Premier film d’Antoine Santana (fidèle bras droit de Benoît Jacquot dont il est l’assistant depuis plus de 10 ans), Un Moment de bonheur raconte la rencontre de deux personnages en fuite. Philippe, 25 ans, vient d’Orléans et arrive à Arcachon, où vit sa sœur, pour servir dans un restaurant. Il y croise Betty, jeune maman qui vient de s’installer avec son fils Damien dans l’appartement voisin. Dans une audacieuse boucle narrative, le film fait se rejoindre tragiquement leurs parcours : un matin, après une altercation avec son patron, Philippe prend la fuite en volant une camionnette, puis un flash-back nous raconte l’histoire de Betty, aux prises avec un père intolérant et violent, et dont le fils, perturbé et solitaire, s’évade le même jour de l’école…

Le tour de force de Un Moment de bonheur est de s’organiser autour de cette notion de « timing », non pas le minutage d’un film d’action, mais au sens d’intersection temporelle, un recoupage qui va permettre la rencontre de Betty et Philippe, leur offrir un moment de bonheur dans l’ignorance des circonstances malheureuses qui les ont menés là. Il y a donc avant tout une belle figure de scénario, à laquelle sont malheureusement asservis les autres éléments du film. Plus précisément, Un Moment de bonheur souffre d’un grave déséquilibre : la relation de Betty à son enfant, sa vie de jeune mère confrontée aux exigences de la société (l’éducation, le travail) et à la violence de son père -Olivier Gourmet, toujours efficace dans le rôle du père louche et inquiétant- inspire beaucoup plus Antoine Santana que le parcours de Philippe, personnage moins défini et creusé que Betty. Malgré la prestation très honorable de Malik Zidi, Philippe reste une figure en creux, primaire dans sa solitude et sa révolte, un héros qui, pour être trop vu de l’intérieur par son auteur -piège de l’identification- est finalement dépourvu d’intériorité.

Un Moment de bonheur émeut aussi grâce à la justesse de la relation trouble, mais intense, de Betty à son fils : leur différence d’âge est minime, ils sont presque frère et sœur, et Damien épouse à sa manière la révolte de sa mère.
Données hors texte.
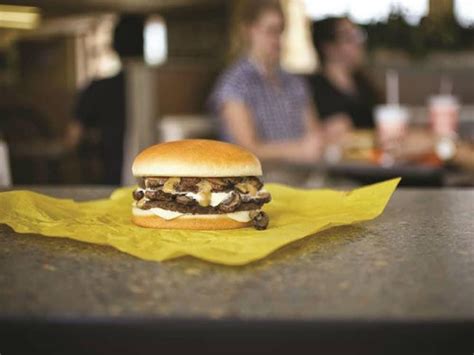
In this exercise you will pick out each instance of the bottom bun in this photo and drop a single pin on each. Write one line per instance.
(200, 223)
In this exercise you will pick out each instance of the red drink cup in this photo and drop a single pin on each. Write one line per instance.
(443, 114)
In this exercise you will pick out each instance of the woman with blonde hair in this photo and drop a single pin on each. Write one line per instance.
(259, 105)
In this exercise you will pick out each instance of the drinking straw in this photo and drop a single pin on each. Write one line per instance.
(446, 85)
(391, 80)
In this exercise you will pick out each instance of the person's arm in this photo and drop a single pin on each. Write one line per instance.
(240, 125)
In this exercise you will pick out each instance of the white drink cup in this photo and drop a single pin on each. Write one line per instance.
(391, 122)
(443, 114)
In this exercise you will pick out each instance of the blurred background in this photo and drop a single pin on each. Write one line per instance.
(52, 50)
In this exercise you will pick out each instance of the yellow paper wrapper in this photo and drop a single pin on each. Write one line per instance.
(294, 214)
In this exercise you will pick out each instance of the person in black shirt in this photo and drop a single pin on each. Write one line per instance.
(102, 104)
(343, 95)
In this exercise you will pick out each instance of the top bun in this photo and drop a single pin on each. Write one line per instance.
(196, 157)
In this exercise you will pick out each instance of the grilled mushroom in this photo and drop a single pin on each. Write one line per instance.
(259, 219)
(184, 200)
(154, 182)
(231, 203)
(138, 195)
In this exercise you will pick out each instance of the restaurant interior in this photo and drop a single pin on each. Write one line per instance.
(418, 54)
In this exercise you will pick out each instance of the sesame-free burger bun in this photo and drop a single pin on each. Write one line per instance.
(196, 158)
(200, 222)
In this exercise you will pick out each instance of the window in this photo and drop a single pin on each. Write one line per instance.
(155, 41)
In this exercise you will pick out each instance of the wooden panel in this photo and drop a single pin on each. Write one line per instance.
(184, 88)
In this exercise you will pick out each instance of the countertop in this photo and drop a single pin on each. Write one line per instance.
(408, 275)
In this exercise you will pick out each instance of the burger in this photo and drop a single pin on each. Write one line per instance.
(198, 184)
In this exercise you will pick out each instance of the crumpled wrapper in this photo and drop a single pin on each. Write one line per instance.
(294, 214)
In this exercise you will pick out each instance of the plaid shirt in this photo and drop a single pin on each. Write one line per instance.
(277, 110)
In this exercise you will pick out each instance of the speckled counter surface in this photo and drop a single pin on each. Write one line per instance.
(414, 264)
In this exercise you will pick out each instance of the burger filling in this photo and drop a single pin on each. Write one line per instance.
(239, 198)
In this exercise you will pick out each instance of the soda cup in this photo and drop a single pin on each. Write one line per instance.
(391, 122)
(443, 111)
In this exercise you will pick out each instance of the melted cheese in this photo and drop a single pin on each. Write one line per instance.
(241, 216)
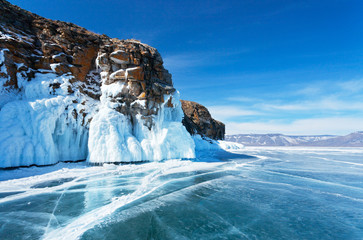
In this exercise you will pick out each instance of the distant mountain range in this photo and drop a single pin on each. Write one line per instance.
(351, 140)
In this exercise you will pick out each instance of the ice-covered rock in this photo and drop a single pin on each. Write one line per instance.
(68, 94)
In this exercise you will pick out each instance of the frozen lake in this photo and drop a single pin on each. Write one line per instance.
(279, 193)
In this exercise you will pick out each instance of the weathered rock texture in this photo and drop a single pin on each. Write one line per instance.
(38, 45)
(198, 120)
(68, 94)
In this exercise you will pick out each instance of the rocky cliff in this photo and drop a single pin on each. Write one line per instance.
(198, 120)
(69, 94)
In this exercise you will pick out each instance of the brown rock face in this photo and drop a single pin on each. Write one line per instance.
(198, 120)
(32, 44)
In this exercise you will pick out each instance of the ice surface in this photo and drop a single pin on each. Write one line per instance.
(39, 125)
(114, 139)
(39, 128)
(283, 193)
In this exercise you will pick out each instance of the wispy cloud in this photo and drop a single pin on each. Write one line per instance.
(186, 60)
(224, 113)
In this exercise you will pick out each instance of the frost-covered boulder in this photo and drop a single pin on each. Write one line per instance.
(198, 120)
(68, 94)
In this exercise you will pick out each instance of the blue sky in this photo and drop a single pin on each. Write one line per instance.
(293, 67)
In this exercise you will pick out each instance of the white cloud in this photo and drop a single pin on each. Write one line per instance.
(325, 103)
(339, 126)
(222, 113)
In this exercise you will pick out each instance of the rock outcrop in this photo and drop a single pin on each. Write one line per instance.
(198, 120)
(68, 94)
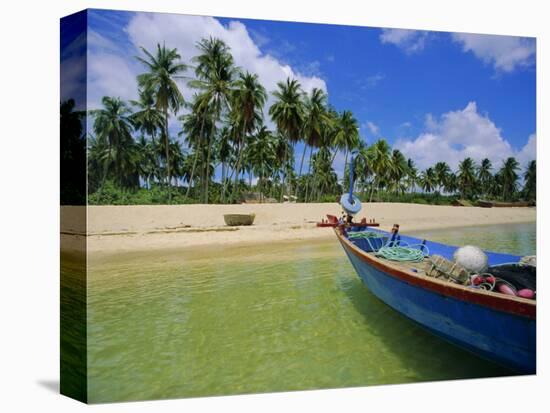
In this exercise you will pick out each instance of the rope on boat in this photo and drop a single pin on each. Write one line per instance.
(403, 254)
(363, 234)
(392, 250)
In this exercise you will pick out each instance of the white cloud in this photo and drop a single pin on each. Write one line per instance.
(529, 151)
(410, 41)
(460, 134)
(113, 72)
(371, 81)
(505, 53)
(183, 32)
(373, 128)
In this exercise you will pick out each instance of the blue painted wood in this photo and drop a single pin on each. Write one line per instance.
(499, 336)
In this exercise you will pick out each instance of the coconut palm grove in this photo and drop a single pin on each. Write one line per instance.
(232, 146)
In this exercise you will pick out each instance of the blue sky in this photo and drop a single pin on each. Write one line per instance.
(434, 95)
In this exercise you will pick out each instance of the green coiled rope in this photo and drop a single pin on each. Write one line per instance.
(363, 234)
(401, 254)
(393, 250)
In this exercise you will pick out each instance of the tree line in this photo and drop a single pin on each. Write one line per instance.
(130, 150)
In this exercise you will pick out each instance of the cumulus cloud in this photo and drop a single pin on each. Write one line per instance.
(529, 151)
(373, 128)
(460, 134)
(112, 71)
(505, 53)
(410, 41)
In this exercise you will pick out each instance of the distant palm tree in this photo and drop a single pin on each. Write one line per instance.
(428, 180)
(147, 119)
(215, 71)
(197, 124)
(114, 149)
(509, 177)
(262, 155)
(485, 176)
(147, 165)
(397, 170)
(442, 171)
(164, 69)
(530, 176)
(288, 113)
(467, 180)
(347, 133)
(363, 165)
(412, 174)
(380, 151)
(224, 152)
(452, 183)
(249, 100)
(315, 123)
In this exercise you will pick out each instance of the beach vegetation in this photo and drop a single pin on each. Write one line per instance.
(233, 140)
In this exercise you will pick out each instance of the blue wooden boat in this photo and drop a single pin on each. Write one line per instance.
(497, 327)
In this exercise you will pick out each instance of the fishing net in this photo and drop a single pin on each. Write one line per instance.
(440, 267)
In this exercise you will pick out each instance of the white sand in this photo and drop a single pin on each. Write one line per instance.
(135, 228)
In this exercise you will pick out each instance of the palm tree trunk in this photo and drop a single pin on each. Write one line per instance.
(167, 152)
(374, 184)
(192, 173)
(284, 174)
(207, 170)
(240, 146)
(223, 183)
(302, 161)
(308, 173)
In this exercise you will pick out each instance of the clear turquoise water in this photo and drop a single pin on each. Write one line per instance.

Dans ce faisceau de relations et d’influences (parentale, sociale), le refus du passage à l’âge adulte de Betty fait que son personnage échappe à la conformité, sa propre enfance est grandie par son amour pour son fils. Et l’on se dit que le film à faire était là, et non dans la fidélité à un scénario qui, à l’écran, apparaît comme un « bricolage » narratif -toute la première partie du film reste lettre morte, et empêche la rencontre entre Philippe et Betty de devenir le coup de foudre qu’il prétend être.